Polisi Salah Tangkap, Korban Perkosaan dan Kekerasan di Tomohon Berbohong
Kabid Humas Polda Sulut Kombes Pol Jules Abraham Abast mengatakan bahwa setelah dilakukan pemeriksaan lebih lanjut terhadap korban, ditemukan fakta dan bukti-bukti yang mengarah bahwa pelakunya adalah pria berinisial YA (58), warga Tomohon Selatan, bukan seperti dugaan awal dilakukan oleh RK.

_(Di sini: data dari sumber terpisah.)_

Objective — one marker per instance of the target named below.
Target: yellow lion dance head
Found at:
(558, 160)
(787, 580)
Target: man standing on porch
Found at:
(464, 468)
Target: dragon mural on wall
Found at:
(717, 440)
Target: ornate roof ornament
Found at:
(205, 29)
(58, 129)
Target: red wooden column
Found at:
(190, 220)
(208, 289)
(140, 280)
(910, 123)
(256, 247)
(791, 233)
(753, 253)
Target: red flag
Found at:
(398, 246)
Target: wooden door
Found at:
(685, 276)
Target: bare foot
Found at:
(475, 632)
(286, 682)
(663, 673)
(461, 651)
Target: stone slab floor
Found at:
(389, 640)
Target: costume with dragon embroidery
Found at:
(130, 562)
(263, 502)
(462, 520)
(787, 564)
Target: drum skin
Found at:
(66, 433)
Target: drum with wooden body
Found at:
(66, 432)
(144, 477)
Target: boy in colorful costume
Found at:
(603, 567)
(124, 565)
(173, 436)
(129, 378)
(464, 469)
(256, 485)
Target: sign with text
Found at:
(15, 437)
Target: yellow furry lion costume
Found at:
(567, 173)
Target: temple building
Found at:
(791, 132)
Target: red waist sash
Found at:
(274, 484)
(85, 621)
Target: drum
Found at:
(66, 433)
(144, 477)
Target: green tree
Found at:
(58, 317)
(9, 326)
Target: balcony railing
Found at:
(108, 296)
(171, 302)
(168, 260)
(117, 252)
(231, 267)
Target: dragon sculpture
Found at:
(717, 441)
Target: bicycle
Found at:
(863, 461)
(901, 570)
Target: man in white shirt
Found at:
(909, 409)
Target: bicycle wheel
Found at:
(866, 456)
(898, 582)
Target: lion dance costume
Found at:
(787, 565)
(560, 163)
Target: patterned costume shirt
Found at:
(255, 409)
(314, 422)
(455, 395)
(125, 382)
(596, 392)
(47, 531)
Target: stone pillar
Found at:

“Hasil pemeriksaan Penyidik Satreskrim Polres Tomohon terhadap korban, bahwa korban mengaku disuruh oleh wanita berinisial N yang merupakan istri pelaku agar mengatakan kepada polisi jika pelakunya adalah RK,” ujar Kombes Pol Jules Abraham Abast, Kamis (10/2/2022).
Kejadian bermula ketika korban berada di rumah pacarnya (RA), di Tomohon Selatan. Kemudian sekitar pukul 11.00 WITA, korban bersama RA, RK, dan YA
“Sekitar dua jam kemudian, pelaku YA meminta untuk melanjutkan minum miras di rumah RK. Setelah itu RK mendahului pulang, dan sekitar 30 menit kemudian korban bersama RA tiba di rumah RK," kata Kabid Humas.
Di rumah tersebut, korban dan RA serta RK kembali minum miras, tak lama kemudian datang seorang pria yang tak dikenal oleh korban yang ikut minum miras.